Se le emozioni vengono trattate come merce

Produttività ed efficienza, valori della tecnica, richiedono operatori non disturbati da emozioni e sentimenti. Oggi il modello dominante nella comunicazione è internet. Umberto Galimberti ne “Il libro delle emozioni” prova a farci ritrovare le nostre reazioni affettive

Il libro delle emozioni di Umberto Galimberti (Feltrinelli, 2021), docente di filosofia della storia e psicologia generale e dinamica, è un saggio critico efficace per ritrovare le nostre reazioni affettive e stimolate dall’esterno che sono le emozioni, un mondo che, pur disponendo di studi molto approfonditi, è ancora abbastanza sconosciuto per la sua stessa natura che implica molteplici scenari. Garimberti segnala i punti teorici del dualismo di mente e corpo del modello platonico e del modello fenomenologico, che da Cartesio giunge all’odierna mentalità scientifica e concepisce l’uomo in relazione al mondo che lo circonda e che gli sollecita emozioni.
Di particolare interesse sono le parti che descrivono come si vivono le emozioni nel nostro tempo, che espande la razionalità tecnica, ma determina come reazione o la rimozione delle emozioni o la chiusura nei propri sentimenti come unica legge di vita. L’età della tecnica ha ridotto l’uomo “a funzionario di apparati tecnici e fruitore di strumenti non perché li desideriamo ma perché siamo obbligati a desiderarli”: senza cellulare o computer c’è l’esclusione sociale.
La tecnica funziona se l’utente non è coinvolto emotivamente, se agisce con razionalità rigorosissima; passioni, affetti, immaginazioni, sentimenti sono rimossi perché considerati elementi di disturbo della produttività e dell’efficienza, i “valori” della tecnica. Ma Freud ci ha svelato che il rimosso ritorna e crea disagio anche grave nel nostro spazio intimo della vita emotiva e sentimentale.
Chi si rende conto di essere assediato dalla razionalità tecnica, se cerca di difendersi sciogliendo ogni legame con gli altri, finisce col crearsi una realtà allucinata, conforme ai propri sogni che danno l’illusione di libertà di costruire una propria linea di azione. Si è dilatata nel nostro presente una cultura del consumo alimentata dalle tecniche della pubblicità che induce a scegliere secondo offerte all’apparenza più vantaggiose.
Ma se tutto è revocabile, la vita non fa più riferimento a un mondo comune, rassicurante e durevole, subentra una individualità dai mille volti seguendo di volta in volta i modelli che segnala la pubblicità. In una società consumista, in cui le merci devono essere messe in mostra, anche le persone hanno la sensazione di esistere solo se si mettono in mostra: per esserci bisogna dunque apparire!
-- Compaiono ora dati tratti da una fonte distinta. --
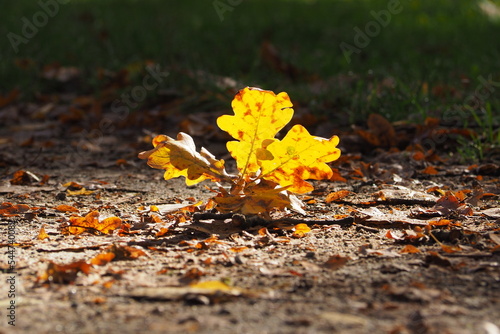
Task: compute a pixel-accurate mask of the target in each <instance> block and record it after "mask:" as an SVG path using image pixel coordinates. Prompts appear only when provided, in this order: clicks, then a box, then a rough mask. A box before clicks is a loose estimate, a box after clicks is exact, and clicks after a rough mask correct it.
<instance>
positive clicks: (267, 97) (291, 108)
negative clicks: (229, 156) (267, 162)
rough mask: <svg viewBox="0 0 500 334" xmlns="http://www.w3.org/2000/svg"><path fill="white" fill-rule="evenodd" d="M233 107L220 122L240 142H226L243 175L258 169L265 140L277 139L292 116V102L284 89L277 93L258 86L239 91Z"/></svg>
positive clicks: (217, 119)
mask: <svg viewBox="0 0 500 334" xmlns="http://www.w3.org/2000/svg"><path fill="white" fill-rule="evenodd" d="M231 106H232V108H233V111H234V115H223V116H220V117H219V118H218V119H217V125H218V126H219V128H221V129H222V130H224V131H226V132H227V133H229V134H230V135H231V136H232V137H233V138H234V139H237V140H238V141H230V142H228V143H227V149H228V151H229V152H230V153H231V156H232V157H233V158H234V159H235V160H236V164H237V167H238V170H239V171H240V173H241V176H242V177H245V176H246V175H252V174H255V173H256V172H257V171H258V170H259V168H260V167H259V164H258V161H257V160H258V157H257V156H258V155H261V154H262V142H263V141H264V140H266V139H270V138H274V136H275V135H276V134H277V133H278V131H280V130H281V129H282V128H283V127H284V126H285V125H286V124H287V123H288V122H290V120H291V119H292V116H293V109H292V102H291V101H290V98H289V97H288V94H287V93H285V92H282V93H279V94H278V95H276V94H274V93H273V92H271V91H267V90H261V89H259V88H251V87H246V88H245V89H242V90H240V91H239V92H238V93H237V94H236V96H235V98H234V99H233V101H232V103H231Z"/></svg>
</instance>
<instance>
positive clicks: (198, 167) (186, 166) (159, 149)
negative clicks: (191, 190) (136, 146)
mask: <svg viewBox="0 0 500 334" xmlns="http://www.w3.org/2000/svg"><path fill="white" fill-rule="evenodd" d="M153 145H154V146H155V148H154V149H153V150H150V151H146V152H142V153H140V154H139V158H141V159H147V160H148V165H149V166H150V167H152V168H157V169H164V170H165V174H164V178H165V180H169V179H172V178H176V177H179V176H184V177H185V178H186V184H187V185H194V184H197V183H199V182H201V181H203V180H207V179H209V180H212V181H220V180H221V178H224V177H227V176H226V172H225V170H224V160H216V159H215V158H214V156H213V155H212V154H210V152H208V151H207V150H205V149H202V150H201V152H200V153H198V152H196V146H195V144H194V141H193V138H191V136H189V135H188V134H185V133H182V132H181V133H179V134H178V135H177V140H174V139H172V138H170V137H168V136H165V135H159V136H157V137H155V138H154V139H153Z"/></svg>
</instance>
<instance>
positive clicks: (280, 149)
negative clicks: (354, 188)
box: [259, 125, 340, 194]
mask: <svg viewBox="0 0 500 334" xmlns="http://www.w3.org/2000/svg"><path fill="white" fill-rule="evenodd" d="M338 143H339V138H338V137H337V136H333V137H332V138H330V139H325V138H320V137H313V136H311V135H310V134H309V132H308V131H307V130H306V128H304V127H303V126H302V125H295V126H293V127H292V128H291V129H290V131H289V132H288V133H287V135H286V136H285V138H283V140H281V141H280V140H275V141H273V142H272V143H270V144H269V145H268V146H267V147H266V150H267V151H268V152H270V153H271V154H272V159H267V158H266V159H263V160H259V164H260V165H261V167H262V174H263V176H262V177H263V178H264V179H266V180H271V181H274V182H276V183H278V184H279V185H280V186H282V187H288V190H289V191H291V192H295V193H299V194H302V193H306V192H309V191H311V190H313V189H314V187H313V186H312V185H311V184H310V183H308V182H306V181H305V180H308V179H315V180H323V179H329V178H330V177H331V176H332V170H331V168H330V167H329V166H328V165H327V164H326V163H327V162H331V161H334V160H336V159H338V158H339V156H340V150H339V149H338V148H337V145H338Z"/></svg>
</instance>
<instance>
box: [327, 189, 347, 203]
mask: <svg viewBox="0 0 500 334" xmlns="http://www.w3.org/2000/svg"><path fill="white" fill-rule="evenodd" d="M351 194H353V192H351V191H349V190H345V189H343V190H339V191H335V192H331V193H329V194H328V195H327V196H326V198H325V202H326V203H331V202H338V201H341V200H342V199H344V198H345V197H347V196H349V195H351Z"/></svg>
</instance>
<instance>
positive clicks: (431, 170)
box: [421, 166, 439, 175]
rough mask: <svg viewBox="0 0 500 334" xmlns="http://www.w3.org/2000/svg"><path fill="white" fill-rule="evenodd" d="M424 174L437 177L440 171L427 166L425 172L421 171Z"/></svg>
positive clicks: (423, 171)
mask: <svg viewBox="0 0 500 334" xmlns="http://www.w3.org/2000/svg"><path fill="white" fill-rule="evenodd" d="M421 173H423V174H428V175H436V174H438V173H439V172H438V170H437V169H436V168H435V167H433V166H427V167H426V168H425V169H424V170H423V171H421Z"/></svg>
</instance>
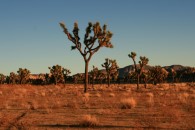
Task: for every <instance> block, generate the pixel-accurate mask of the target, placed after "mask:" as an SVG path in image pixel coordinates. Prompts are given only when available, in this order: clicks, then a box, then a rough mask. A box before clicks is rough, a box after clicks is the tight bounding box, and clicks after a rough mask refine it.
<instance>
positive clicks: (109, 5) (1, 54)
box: [0, 0, 195, 75]
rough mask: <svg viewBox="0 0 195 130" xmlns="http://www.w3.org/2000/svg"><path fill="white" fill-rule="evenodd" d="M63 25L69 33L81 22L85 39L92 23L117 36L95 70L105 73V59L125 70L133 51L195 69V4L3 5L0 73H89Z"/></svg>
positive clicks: (91, 67)
mask: <svg viewBox="0 0 195 130" xmlns="http://www.w3.org/2000/svg"><path fill="white" fill-rule="evenodd" d="M61 21H63V22H64V23H65V24H66V26H67V28H68V29H69V31H72V28H73V23H74V22H75V21H77V22H78V24H79V28H80V37H84V31H85V28H86V26H87V25H88V22H90V21H91V22H96V21H99V22H100V23H101V25H103V24H107V25H108V29H109V30H110V31H111V32H113V34H114V35H113V38H112V43H113V45H114V48H113V49H107V48H101V49H100V50H99V52H98V53H96V54H95V55H94V56H93V57H92V60H91V61H90V68H89V69H91V68H92V65H95V66H97V67H98V68H101V64H102V63H103V62H104V59H105V58H111V59H116V60H117V62H118V64H119V67H125V66H127V65H130V64H133V62H132V60H131V59H129V58H128V54H129V53H130V52H131V51H135V52H137V55H138V57H139V56H140V55H141V56H146V57H148V58H149V60H150V61H149V65H161V66H165V65H172V64H181V65H185V66H193V67H194V66H195V58H194V56H195V0H83V1H81V0H17V1H16V0H1V1H0V45H1V46H0V73H3V74H5V75H8V74H9V73H10V72H12V71H13V72H15V73H16V72H17V70H18V69H19V68H27V69H29V70H30V71H31V73H46V72H47V73H48V72H49V69H48V67H49V66H53V65H56V64H59V65H61V66H63V67H64V68H68V69H70V70H71V71H72V74H75V73H80V72H84V61H83V57H82V56H81V55H80V54H79V52H78V51H76V50H75V51H71V45H72V43H71V42H70V41H68V39H67V37H66V36H65V35H64V33H63V32H62V31H63V30H62V29H61V28H60V26H59V22H61ZM81 40H83V39H81ZM138 57H137V58H138Z"/></svg>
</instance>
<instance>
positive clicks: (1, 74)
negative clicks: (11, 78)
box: [0, 74, 6, 84]
mask: <svg viewBox="0 0 195 130" xmlns="http://www.w3.org/2000/svg"><path fill="white" fill-rule="evenodd" d="M5 79H6V76H5V75H3V74H0V84H3V83H4V82H5Z"/></svg>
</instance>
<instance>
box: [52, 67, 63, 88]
mask: <svg viewBox="0 0 195 130" xmlns="http://www.w3.org/2000/svg"><path fill="white" fill-rule="evenodd" d="M48 68H49V70H50V74H51V76H52V78H53V79H54V83H55V85H57V84H58V83H64V71H65V69H64V68H63V67H62V66H60V65H54V66H52V67H48Z"/></svg>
L’ansia di avere visibilità induce a esporre la propria interiorità, il “luogo” che custodisce emozioni, sensazioni, sentimenti, i significati “propri”, non omologabili e si fa strada il conformismo. Sulle nostre emozioni oggi c’è l’effetto internet che con le sue tecniche di comunicazione, se osservato in profondità, comunica a tutti l’interiorità personale, l’esperienza del mondo e anche le parole per descriverla. Non fa maturare un proprio pensiero ma solo quello comune a tutti.
Impossibile distinguere tra realtà e apparenza perchè il mondo è diventato “rappresentazione” della modulazione delle emozioni e dei sentimenti usando le parole di tutti. Il cellulare è un mezzo molto utile, annulla le distanze, ma è generatore di ansie, di esibizione. Il suo uso disinvolto, soprattutto da parte dei “nativi digitali”, fa scorrere brandelli di realtà senza le connessioni col mondo circostante e col proprio mondo interiore, che è l’unica condizione di fare silenzio per conoscerci, relazionarci e di avere memoria per evitare che in futuro la storia accada a nostra insaputa.